家に帰り着くとバスターさんが下を向いたまま服の裾をもじもじさせて謝ってくる。
送ってもらった谷口さんの車の中でも、ずっと下を向いてしょんぼりしていたから、きっと気にはしていると思ったけど…


「いいんですよ、バスターさんは悪くありません、不安なら言ってもらえた方が助かりますからね?バスターさんはいい子過ぎるんですよ、もっとワガママを言ってください
人狼の雄は雌の面倒を見ることが至極の喜びなんですよ?忘れちゃいましたか?」


ゔゔぅ…っと口を尖らせながら俺に手を伸ばしてくる。求められるままにバスターさんの細い体は抱きしめていく、ひっくひっくとしゃくりあげている背中を優しく撫でてこめかみに触れるだけのキスをする。

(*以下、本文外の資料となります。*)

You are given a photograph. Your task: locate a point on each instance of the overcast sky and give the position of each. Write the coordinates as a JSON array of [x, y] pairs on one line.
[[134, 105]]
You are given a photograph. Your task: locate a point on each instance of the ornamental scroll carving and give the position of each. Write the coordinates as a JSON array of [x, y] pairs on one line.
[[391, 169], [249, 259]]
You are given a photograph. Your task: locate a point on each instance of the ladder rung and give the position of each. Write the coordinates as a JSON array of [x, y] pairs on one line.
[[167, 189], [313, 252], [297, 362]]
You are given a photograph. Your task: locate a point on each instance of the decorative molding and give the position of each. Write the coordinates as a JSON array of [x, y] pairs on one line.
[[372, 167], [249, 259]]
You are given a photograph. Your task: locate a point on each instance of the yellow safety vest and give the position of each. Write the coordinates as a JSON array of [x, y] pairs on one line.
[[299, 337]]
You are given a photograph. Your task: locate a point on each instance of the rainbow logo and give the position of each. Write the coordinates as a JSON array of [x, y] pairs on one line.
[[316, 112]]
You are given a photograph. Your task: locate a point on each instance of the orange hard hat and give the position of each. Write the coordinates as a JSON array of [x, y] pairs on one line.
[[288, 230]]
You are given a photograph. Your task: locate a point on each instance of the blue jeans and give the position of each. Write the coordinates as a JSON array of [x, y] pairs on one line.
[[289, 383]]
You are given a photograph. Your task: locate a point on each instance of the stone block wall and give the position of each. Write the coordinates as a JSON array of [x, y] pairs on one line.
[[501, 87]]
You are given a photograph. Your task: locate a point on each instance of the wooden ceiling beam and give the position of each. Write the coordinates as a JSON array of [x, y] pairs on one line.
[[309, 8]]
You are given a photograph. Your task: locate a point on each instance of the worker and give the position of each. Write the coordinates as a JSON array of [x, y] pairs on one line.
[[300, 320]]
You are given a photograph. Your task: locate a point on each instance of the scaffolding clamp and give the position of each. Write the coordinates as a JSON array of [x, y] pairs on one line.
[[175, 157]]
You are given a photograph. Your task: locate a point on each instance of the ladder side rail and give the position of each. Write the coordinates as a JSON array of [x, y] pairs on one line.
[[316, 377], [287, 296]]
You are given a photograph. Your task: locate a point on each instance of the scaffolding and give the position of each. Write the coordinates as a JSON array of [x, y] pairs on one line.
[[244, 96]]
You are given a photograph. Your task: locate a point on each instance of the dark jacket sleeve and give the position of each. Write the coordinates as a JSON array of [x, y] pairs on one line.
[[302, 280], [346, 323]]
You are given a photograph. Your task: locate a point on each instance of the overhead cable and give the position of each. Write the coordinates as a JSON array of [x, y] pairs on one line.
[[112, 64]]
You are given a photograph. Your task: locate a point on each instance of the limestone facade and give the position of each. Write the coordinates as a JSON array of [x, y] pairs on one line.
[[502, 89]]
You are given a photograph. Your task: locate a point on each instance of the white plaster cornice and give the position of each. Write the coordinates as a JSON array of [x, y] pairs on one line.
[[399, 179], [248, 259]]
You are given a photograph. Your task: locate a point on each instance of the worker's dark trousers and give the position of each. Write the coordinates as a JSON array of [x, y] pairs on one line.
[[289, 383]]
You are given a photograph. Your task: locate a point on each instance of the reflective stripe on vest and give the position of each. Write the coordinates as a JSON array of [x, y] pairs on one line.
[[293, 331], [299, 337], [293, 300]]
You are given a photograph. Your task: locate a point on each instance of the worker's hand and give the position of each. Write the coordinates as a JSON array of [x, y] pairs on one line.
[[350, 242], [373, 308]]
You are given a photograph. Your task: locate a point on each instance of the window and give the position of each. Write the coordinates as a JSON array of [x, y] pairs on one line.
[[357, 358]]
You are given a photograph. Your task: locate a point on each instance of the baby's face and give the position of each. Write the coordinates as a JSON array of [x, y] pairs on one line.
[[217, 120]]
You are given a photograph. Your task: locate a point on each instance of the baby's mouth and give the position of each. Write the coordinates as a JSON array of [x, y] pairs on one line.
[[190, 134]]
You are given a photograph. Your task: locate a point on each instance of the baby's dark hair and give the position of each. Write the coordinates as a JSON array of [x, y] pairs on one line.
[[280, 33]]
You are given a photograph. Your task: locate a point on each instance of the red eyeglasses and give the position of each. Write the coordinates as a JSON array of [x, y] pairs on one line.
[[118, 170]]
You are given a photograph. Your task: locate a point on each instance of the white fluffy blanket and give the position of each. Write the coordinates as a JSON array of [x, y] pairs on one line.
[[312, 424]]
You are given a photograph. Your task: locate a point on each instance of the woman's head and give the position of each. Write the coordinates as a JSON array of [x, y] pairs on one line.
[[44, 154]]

「私は…こんな私がイヤなのっ…ずっと何かが怖いの…シバがいないと、息もできにゃいよぅぅ…」

「大丈夫です。俺がずっと側にいますからね?泣かないで…バスターさん」


本当に弱くて可愛いバスターさん、でもきっとバスターさん自身は全然この状況を望んでいなくて、ずっとストレスを感じてるなら早く楽にしてあげたいけど…


『もしもし、シバさんですか?アキラです。
スペリオルドラゴンの羽は確保できたのですが、届くのが来週の金曜日で…すいませんがそれまで待っていただきますか?』

「はい、もちろんです。準備していただいてありがとうございます。
わかりました。バスターさんにも伝えておきますので、よろしくお願いします。」


アキラさんの言葉に胸を撫で下ろして、リビングのバスターさんに目をやればぼんやりと窓の外に目を向けている。昨日、病院から帰ってきてから何か考え事をするようにぼんやりとしていることがある。また何か悩んでいるのかもしれない…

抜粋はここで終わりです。